You may or may not have heard of the recent dust up between proponents of “New Urbanism” and “Landscape Urbanism”. Jason King over at Landscape+Urbanism has been following the proceedings and we suggest you check in there if you want to read a thoughtful, well-written series about middle-aged, elitist white guys lobbing softballs to one another to drum up interest in their particular political game:
- ok, Charles, here you go. Now remember what we rehearsed.
- got it, Andres. I’m sending it right back to you.
- just be sure not to pop out to shortstop like last time.
[andres duany, devastating all landscape urbanists with his chiseled features]
It’s not that interesting. Though each side brings up their points (and each side has good points) it’s less an academic debate and more an awkward slap fight between pubescent boys that leaves passersby befuddled and confused. Whenever the game heats up this way (and by “heats up” we mean gets extremely GSD-centric, old white man-centric, hermetic, and anti-septic) we look for a way out, preferring instead to spend our days exploring urbanism’s nether regions. Two of our favorites, which we hope to see more on, are the idea of “landscape ruralism” and F.A.D.’s “embodied urbanism” (this one in particularly is exciting, capturing a lot of new urbanism’s relevant ideas about scalar relationships between the built environment and the human body without the over-reliance on formulaic application of concept, without privileging sentimentality, and without proposing the city as a series of spaces and experiences to be consumed).

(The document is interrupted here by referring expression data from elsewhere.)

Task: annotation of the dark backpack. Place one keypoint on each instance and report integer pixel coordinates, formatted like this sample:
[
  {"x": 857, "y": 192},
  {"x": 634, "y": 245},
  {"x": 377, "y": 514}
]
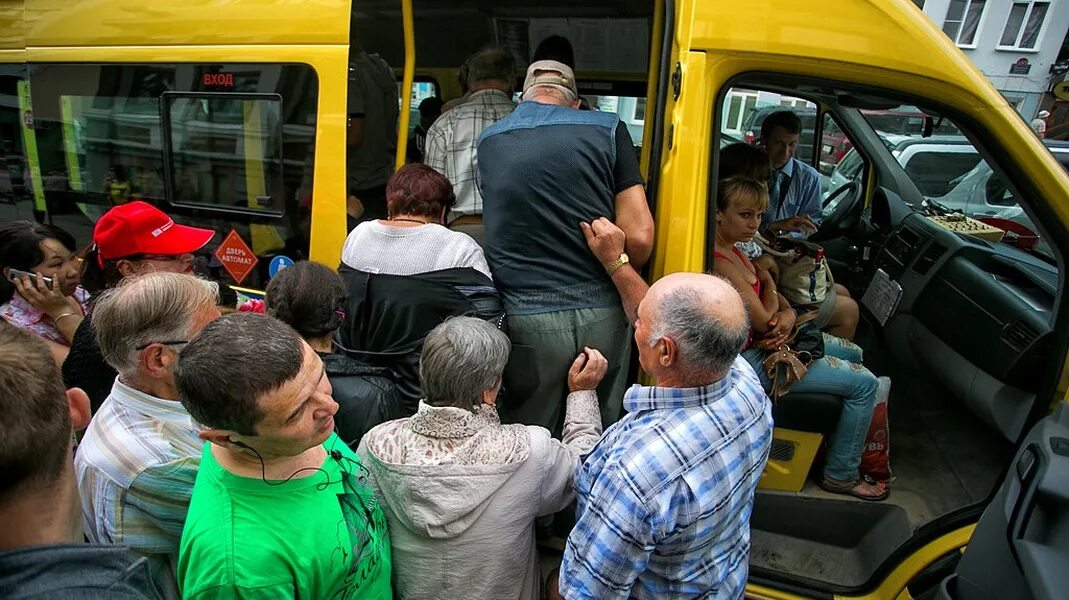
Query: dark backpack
[{"x": 388, "y": 316}]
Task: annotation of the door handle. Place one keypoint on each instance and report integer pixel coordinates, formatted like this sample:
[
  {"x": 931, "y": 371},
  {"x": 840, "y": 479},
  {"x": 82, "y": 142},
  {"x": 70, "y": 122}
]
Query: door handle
[{"x": 1038, "y": 554}]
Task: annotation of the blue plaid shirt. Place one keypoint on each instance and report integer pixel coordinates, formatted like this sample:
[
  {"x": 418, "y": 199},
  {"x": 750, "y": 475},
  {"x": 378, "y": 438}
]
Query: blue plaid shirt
[{"x": 665, "y": 497}]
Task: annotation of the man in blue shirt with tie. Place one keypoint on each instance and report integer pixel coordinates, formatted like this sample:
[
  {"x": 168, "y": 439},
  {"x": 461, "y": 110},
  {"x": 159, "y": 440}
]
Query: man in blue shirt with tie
[{"x": 794, "y": 201}]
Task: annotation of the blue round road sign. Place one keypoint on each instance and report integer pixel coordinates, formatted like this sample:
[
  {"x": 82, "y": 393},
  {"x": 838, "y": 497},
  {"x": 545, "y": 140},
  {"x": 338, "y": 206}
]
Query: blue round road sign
[{"x": 278, "y": 263}]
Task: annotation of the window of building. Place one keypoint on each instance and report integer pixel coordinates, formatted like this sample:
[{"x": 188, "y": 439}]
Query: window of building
[
  {"x": 962, "y": 21},
  {"x": 1023, "y": 26}
]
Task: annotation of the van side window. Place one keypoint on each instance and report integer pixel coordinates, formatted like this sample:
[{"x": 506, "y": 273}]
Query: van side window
[
  {"x": 225, "y": 150},
  {"x": 227, "y": 147}
]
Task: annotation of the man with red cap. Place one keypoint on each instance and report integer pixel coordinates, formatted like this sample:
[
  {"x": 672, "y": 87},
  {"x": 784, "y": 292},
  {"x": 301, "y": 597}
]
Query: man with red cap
[
  {"x": 138, "y": 461},
  {"x": 542, "y": 169},
  {"x": 128, "y": 240}
]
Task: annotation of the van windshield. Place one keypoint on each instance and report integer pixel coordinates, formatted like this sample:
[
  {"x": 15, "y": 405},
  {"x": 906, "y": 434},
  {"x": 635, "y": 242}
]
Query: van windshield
[{"x": 953, "y": 175}]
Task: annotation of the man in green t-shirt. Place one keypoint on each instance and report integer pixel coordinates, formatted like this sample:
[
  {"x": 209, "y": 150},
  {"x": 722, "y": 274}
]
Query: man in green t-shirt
[{"x": 280, "y": 508}]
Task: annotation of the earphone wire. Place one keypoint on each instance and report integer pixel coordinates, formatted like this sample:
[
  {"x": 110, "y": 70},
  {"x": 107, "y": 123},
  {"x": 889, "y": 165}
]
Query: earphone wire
[{"x": 336, "y": 455}]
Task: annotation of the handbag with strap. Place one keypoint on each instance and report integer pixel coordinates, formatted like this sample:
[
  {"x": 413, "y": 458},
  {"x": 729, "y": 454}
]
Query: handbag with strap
[
  {"x": 790, "y": 362},
  {"x": 804, "y": 276}
]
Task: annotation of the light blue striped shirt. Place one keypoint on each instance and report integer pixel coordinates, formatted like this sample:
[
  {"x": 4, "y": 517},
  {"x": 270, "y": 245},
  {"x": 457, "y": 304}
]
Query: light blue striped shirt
[
  {"x": 136, "y": 467},
  {"x": 665, "y": 497}
]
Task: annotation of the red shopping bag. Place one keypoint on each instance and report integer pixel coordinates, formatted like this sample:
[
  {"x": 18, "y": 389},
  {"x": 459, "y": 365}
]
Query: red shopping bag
[{"x": 876, "y": 457}]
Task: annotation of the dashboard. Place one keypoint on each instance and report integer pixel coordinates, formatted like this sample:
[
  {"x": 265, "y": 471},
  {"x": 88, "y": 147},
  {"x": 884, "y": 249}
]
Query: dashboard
[{"x": 989, "y": 303}]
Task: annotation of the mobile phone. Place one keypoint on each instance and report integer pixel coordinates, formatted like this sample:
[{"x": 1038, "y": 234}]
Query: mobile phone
[{"x": 13, "y": 273}]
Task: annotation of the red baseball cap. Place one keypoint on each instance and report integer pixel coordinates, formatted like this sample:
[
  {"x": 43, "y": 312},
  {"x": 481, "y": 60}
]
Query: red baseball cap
[{"x": 139, "y": 228}]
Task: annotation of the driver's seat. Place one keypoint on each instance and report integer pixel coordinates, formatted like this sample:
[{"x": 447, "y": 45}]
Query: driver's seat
[{"x": 802, "y": 420}]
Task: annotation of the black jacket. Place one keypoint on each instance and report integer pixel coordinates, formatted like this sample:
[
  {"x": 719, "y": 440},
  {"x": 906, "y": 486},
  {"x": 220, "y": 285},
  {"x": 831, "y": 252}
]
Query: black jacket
[
  {"x": 84, "y": 367},
  {"x": 367, "y": 396},
  {"x": 388, "y": 317}
]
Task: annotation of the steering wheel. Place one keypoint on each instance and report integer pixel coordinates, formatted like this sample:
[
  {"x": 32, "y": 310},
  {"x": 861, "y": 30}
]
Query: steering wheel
[{"x": 841, "y": 212}]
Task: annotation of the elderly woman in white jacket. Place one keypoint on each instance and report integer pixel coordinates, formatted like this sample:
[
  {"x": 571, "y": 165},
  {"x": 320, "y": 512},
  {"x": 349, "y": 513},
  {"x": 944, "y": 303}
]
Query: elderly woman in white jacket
[{"x": 460, "y": 490}]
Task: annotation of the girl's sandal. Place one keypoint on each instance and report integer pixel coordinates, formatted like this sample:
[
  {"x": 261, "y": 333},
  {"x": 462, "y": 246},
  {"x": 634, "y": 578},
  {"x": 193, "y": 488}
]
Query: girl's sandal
[{"x": 856, "y": 488}]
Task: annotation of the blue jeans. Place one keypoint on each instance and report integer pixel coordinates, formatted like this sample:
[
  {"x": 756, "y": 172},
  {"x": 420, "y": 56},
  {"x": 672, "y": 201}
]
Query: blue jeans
[{"x": 840, "y": 373}]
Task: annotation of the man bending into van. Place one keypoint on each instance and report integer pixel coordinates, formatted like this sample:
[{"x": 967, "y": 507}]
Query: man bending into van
[
  {"x": 280, "y": 508},
  {"x": 543, "y": 169}
]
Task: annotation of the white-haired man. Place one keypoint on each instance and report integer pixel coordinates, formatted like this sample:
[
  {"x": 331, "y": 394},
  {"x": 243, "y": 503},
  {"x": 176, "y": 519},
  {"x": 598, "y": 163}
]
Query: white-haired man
[
  {"x": 542, "y": 169},
  {"x": 665, "y": 497},
  {"x": 138, "y": 461}
]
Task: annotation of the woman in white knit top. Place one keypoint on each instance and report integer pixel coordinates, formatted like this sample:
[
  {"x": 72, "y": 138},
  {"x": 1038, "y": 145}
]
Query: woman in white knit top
[{"x": 413, "y": 240}]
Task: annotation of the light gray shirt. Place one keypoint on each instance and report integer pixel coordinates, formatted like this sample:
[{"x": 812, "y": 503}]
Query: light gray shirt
[{"x": 378, "y": 248}]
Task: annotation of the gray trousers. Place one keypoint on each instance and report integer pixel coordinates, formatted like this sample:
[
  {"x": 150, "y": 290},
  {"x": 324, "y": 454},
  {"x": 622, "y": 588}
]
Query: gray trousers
[{"x": 543, "y": 349}]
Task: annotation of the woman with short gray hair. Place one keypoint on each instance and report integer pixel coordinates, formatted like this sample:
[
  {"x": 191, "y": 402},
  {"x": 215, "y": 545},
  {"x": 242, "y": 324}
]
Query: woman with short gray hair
[{"x": 455, "y": 482}]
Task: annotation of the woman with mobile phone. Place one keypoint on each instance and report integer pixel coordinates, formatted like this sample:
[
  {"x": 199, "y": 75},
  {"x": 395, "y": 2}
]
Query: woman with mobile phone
[
  {"x": 40, "y": 288},
  {"x": 129, "y": 240}
]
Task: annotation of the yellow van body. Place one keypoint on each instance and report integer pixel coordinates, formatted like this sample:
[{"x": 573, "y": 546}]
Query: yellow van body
[{"x": 886, "y": 44}]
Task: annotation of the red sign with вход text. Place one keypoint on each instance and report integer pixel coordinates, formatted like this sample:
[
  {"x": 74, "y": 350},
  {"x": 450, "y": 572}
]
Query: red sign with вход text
[{"x": 236, "y": 257}]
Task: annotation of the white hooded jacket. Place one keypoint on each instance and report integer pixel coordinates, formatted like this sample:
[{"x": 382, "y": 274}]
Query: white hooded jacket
[{"x": 461, "y": 492}]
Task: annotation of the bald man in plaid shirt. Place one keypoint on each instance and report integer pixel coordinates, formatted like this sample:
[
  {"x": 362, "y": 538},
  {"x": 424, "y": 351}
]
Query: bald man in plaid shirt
[{"x": 665, "y": 497}]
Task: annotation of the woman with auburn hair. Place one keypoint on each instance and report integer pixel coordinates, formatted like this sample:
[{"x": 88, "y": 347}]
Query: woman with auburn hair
[
  {"x": 413, "y": 237},
  {"x": 406, "y": 274}
]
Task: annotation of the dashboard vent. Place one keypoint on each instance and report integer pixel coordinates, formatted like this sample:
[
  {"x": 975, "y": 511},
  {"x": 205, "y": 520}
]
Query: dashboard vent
[
  {"x": 1019, "y": 336},
  {"x": 927, "y": 260}
]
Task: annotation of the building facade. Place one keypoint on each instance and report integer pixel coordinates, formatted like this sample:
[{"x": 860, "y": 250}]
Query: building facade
[{"x": 1015, "y": 43}]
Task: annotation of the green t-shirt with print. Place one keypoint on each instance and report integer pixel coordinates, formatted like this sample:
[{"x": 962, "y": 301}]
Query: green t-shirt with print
[{"x": 321, "y": 536}]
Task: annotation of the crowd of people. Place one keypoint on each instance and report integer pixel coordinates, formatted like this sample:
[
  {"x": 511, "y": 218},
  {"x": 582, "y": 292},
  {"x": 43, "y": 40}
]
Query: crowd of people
[{"x": 405, "y": 425}]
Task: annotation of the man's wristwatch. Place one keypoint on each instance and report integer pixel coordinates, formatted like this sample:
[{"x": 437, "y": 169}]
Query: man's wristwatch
[{"x": 610, "y": 267}]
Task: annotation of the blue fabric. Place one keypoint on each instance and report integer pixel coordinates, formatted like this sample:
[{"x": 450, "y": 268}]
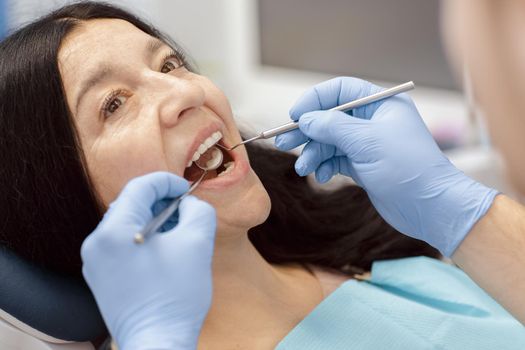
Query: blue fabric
[
  {"x": 413, "y": 303},
  {"x": 3, "y": 18}
]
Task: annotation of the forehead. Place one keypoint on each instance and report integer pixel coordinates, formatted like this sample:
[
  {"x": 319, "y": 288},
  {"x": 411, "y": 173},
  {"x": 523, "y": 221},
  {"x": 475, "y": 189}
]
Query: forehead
[
  {"x": 99, "y": 41},
  {"x": 107, "y": 34}
]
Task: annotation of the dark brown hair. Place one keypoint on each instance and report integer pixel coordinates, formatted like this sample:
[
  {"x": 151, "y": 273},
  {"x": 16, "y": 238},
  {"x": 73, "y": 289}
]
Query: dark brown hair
[{"x": 48, "y": 205}]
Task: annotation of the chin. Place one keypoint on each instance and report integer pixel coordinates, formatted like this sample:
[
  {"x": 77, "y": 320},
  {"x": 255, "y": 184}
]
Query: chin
[{"x": 239, "y": 212}]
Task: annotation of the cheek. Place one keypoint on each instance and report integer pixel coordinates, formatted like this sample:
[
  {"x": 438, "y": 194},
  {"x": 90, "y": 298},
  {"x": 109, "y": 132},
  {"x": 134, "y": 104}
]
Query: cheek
[
  {"x": 113, "y": 163},
  {"x": 242, "y": 211}
]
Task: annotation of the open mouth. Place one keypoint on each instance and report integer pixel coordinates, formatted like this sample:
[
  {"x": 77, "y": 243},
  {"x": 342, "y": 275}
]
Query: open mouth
[{"x": 205, "y": 153}]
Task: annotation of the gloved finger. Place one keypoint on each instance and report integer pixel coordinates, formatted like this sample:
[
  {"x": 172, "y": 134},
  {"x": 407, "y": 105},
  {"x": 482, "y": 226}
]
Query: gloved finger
[
  {"x": 290, "y": 140},
  {"x": 349, "y": 134},
  {"x": 159, "y": 207},
  {"x": 313, "y": 154},
  {"x": 336, "y": 92},
  {"x": 134, "y": 204}
]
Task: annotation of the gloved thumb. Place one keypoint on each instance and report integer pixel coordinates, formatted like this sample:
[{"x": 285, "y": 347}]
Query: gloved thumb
[
  {"x": 196, "y": 218},
  {"x": 336, "y": 128},
  {"x": 136, "y": 200}
]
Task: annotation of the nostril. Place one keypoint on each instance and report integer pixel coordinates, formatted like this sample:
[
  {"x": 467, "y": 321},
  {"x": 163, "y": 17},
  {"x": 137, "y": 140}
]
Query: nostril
[{"x": 184, "y": 111}]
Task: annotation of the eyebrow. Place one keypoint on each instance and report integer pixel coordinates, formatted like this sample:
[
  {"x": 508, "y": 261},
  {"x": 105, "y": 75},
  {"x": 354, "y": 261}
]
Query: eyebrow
[{"x": 105, "y": 71}]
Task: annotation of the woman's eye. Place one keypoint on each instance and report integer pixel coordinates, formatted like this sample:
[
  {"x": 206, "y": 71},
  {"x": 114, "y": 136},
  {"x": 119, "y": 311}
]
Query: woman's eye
[
  {"x": 113, "y": 103},
  {"x": 169, "y": 65}
]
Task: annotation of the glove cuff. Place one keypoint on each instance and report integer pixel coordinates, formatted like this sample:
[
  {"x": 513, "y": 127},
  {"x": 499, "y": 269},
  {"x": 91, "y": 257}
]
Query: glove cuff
[{"x": 460, "y": 207}]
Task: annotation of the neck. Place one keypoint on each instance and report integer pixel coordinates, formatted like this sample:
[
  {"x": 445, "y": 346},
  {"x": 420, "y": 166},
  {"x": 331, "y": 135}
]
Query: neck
[{"x": 252, "y": 294}]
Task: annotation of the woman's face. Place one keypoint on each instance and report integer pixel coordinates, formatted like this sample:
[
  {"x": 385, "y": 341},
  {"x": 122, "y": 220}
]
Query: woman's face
[{"x": 137, "y": 110}]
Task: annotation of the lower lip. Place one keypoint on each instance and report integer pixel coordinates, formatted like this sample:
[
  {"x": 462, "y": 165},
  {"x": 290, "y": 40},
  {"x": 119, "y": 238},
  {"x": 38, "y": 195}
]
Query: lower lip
[{"x": 236, "y": 175}]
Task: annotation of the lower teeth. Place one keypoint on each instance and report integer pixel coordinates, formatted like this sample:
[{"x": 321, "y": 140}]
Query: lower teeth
[{"x": 229, "y": 167}]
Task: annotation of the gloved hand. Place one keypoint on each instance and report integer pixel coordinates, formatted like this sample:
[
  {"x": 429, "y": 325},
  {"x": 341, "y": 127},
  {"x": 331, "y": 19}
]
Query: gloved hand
[
  {"x": 155, "y": 295},
  {"x": 387, "y": 149}
]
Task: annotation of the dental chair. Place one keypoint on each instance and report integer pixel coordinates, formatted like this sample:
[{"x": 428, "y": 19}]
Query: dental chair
[{"x": 43, "y": 310}]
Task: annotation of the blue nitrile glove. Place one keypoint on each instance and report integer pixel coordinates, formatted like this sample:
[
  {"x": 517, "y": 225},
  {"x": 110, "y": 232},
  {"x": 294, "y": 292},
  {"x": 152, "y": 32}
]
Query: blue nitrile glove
[
  {"x": 154, "y": 295},
  {"x": 387, "y": 149}
]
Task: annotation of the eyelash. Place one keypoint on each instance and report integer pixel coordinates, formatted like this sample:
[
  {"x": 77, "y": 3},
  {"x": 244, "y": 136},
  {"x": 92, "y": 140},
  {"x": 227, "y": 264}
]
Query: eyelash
[{"x": 111, "y": 97}]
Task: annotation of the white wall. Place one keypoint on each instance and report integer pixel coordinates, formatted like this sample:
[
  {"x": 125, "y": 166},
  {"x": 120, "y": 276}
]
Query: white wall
[{"x": 221, "y": 35}]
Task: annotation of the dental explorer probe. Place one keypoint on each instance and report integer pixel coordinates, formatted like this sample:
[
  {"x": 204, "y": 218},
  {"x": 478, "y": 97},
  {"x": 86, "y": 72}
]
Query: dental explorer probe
[{"x": 343, "y": 108}]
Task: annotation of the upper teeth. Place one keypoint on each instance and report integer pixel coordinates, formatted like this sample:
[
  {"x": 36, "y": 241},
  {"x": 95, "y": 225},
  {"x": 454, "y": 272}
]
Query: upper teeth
[{"x": 210, "y": 141}]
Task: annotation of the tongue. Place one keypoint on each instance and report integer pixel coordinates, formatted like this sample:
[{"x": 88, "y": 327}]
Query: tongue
[{"x": 194, "y": 172}]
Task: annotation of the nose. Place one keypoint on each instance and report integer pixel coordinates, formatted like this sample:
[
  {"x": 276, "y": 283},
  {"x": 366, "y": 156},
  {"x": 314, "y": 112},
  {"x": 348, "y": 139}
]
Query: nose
[{"x": 171, "y": 94}]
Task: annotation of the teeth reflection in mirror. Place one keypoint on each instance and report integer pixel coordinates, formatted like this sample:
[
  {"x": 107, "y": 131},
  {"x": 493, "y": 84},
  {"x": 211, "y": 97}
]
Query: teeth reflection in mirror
[{"x": 209, "y": 142}]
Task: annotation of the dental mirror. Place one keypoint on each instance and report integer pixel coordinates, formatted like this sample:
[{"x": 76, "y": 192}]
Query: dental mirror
[{"x": 211, "y": 159}]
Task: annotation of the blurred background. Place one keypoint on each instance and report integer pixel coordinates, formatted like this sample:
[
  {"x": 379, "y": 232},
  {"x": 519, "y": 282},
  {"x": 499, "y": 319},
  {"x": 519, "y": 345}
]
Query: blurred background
[{"x": 265, "y": 53}]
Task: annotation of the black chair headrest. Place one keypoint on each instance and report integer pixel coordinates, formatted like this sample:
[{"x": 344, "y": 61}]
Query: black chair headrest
[{"x": 56, "y": 305}]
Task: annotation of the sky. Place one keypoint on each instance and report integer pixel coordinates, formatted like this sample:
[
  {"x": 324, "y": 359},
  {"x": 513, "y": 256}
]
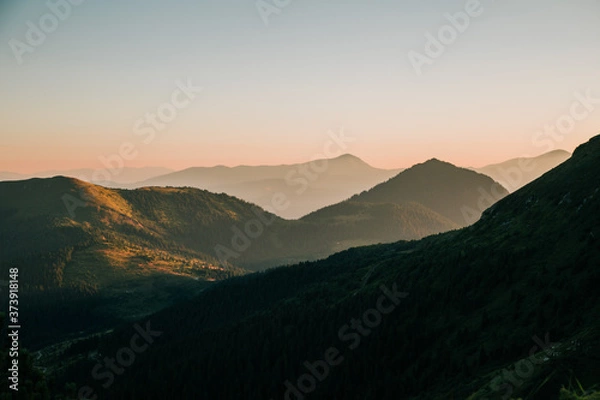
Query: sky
[{"x": 271, "y": 91}]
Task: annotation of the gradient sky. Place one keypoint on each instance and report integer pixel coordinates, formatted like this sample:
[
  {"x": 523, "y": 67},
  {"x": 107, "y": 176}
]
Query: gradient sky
[{"x": 271, "y": 93}]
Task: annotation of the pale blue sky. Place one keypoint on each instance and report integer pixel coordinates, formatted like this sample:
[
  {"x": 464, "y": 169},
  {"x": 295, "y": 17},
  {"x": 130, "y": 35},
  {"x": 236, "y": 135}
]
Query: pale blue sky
[{"x": 272, "y": 93}]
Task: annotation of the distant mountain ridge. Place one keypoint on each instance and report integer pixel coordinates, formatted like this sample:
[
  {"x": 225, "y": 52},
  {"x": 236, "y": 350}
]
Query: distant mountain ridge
[
  {"x": 505, "y": 308},
  {"x": 458, "y": 194},
  {"x": 119, "y": 177},
  {"x": 515, "y": 173},
  {"x": 70, "y": 236},
  {"x": 307, "y": 186}
]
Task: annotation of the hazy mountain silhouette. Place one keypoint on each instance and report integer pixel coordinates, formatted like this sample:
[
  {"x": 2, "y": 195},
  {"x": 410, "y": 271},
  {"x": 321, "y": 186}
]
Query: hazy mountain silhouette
[
  {"x": 307, "y": 186},
  {"x": 109, "y": 178},
  {"x": 518, "y": 172},
  {"x": 450, "y": 316},
  {"x": 455, "y": 193}
]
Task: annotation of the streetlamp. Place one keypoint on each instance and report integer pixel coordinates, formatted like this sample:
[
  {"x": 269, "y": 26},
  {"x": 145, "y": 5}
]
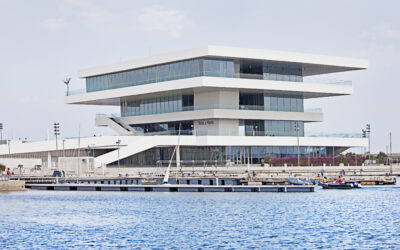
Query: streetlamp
[
  {"x": 118, "y": 143},
  {"x": 297, "y": 127},
  {"x": 368, "y": 130},
  {"x": 56, "y": 132},
  {"x": 66, "y": 82}
]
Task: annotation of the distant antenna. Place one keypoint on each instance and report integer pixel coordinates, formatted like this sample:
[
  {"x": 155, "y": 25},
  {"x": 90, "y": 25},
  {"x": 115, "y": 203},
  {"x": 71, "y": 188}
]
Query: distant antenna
[{"x": 66, "y": 82}]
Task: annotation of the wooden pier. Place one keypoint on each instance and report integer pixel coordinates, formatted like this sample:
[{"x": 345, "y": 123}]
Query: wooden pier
[{"x": 173, "y": 188}]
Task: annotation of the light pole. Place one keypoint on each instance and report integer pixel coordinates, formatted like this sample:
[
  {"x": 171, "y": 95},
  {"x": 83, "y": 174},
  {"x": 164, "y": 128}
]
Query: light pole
[
  {"x": 66, "y": 82},
  {"x": 1, "y": 133},
  {"x": 57, "y": 133},
  {"x": 118, "y": 143},
  {"x": 368, "y": 130},
  {"x": 297, "y": 127},
  {"x": 390, "y": 157}
]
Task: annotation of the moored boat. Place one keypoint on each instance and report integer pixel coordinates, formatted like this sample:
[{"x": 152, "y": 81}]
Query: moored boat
[
  {"x": 337, "y": 185},
  {"x": 299, "y": 182}
]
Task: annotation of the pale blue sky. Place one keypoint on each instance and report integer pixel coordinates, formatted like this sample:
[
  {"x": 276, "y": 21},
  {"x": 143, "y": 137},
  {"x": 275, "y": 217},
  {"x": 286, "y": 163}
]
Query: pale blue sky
[{"x": 42, "y": 42}]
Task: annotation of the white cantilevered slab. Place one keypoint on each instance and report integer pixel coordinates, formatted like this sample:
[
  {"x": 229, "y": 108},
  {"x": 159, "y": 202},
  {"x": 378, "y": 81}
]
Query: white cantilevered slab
[
  {"x": 112, "y": 96},
  {"x": 312, "y": 64}
]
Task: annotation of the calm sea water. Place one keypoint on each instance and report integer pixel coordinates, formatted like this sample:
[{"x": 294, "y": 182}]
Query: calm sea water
[{"x": 360, "y": 218}]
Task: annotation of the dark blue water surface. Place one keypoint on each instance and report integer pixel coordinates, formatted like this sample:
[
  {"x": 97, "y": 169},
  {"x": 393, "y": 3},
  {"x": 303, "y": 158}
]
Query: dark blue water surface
[{"x": 359, "y": 218}]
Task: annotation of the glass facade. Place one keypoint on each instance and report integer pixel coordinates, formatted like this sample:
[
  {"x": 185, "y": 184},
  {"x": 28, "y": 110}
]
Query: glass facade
[
  {"x": 252, "y": 69},
  {"x": 283, "y": 128},
  {"x": 166, "y": 128},
  {"x": 218, "y": 154},
  {"x": 282, "y": 72},
  {"x": 161, "y": 73},
  {"x": 273, "y": 128},
  {"x": 271, "y": 102},
  {"x": 282, "y": 102},
  {"x": 157, "y": 105}
]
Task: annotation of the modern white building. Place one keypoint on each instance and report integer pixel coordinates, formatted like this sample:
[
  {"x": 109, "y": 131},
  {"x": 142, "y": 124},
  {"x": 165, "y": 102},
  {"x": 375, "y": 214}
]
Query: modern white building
[{"x": 211, "y": 104}]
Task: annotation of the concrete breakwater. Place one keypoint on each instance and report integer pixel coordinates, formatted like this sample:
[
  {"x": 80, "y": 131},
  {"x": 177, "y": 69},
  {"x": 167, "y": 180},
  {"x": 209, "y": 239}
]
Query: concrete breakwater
[{"x": 13, "y": 185}]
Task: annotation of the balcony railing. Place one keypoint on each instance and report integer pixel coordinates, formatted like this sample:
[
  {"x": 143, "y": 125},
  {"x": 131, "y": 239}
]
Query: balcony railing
[
  {"x": 227, "y": 75},
  {"x": 246, "y": 133},
  {"x": 211, "y": 106},
  {"x": 337, "y": 135},
  {"x": 326, "y": 81}
]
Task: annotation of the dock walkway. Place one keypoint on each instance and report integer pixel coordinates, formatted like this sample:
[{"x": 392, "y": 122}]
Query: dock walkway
[{"x": 173, "y": 188}]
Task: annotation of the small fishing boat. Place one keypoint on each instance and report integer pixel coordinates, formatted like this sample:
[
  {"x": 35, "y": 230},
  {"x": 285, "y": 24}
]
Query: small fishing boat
[
  {"x": 299, "y": 182},
  {"x": 337, "y": 185}
]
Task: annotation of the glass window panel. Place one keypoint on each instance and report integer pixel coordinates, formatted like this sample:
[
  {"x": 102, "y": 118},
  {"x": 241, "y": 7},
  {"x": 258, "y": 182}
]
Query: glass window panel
[
  {"x": 300, "y": 107},
  {"x": 280, "y": 103}
]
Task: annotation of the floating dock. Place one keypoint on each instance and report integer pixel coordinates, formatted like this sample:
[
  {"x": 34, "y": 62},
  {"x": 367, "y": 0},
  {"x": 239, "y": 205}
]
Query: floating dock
[{"x": 173, "y": 188}]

But today we want to head in a different direction- Magical Urbanism. That’s right. Now, you might think this has to do with the Kafka-esque literary genre. Perhaps you would expect a drug-addled Don Roman pontificating about the relevance of Cortázar, Borges, and Bolaño to contemporary urbanism, or the magical wonder that Huell Howser brings to the world. Or maybe you are thinking H. Willis Montcrief will weigh in with a landscape critique of the influence of the Fania All-Stars on urbanism. All valid points; but today we wanted to take a look at what the painting of Neo Rauch might bring to the topic.
[what does Roberto Bolano know about urbanism? Plenty]
Magical Urbanism is, of course, the blending of the fantastical and the real in pictographic mythologies that are strange yet familiar. Expressions of power, hate, beauty, toil, industry, and nature all find purchase here. Characters from the past- strange men in uniforms, old wash maids and beggars- spring to life to intimidate the office worker or dress the business man. Yet, this urbanism is not so pedantic as to formulate anything, relying instead on a methodology that:
views the process of urbanism as an extraordinarily natural form of discovering the world, almost natural as breathing. Outwardly it is almost entirely without intention. It is predominantly limited to the process of a concentrated flow. I am deliberately neglecting to contemplate all of the catalytic influences that would have the power to undermine the innocence of this approach because I would like to express a degree of clarity in these lines by way of example. [note- I substituted "urbanism for "painting" in the first sentence of Rauch's quote]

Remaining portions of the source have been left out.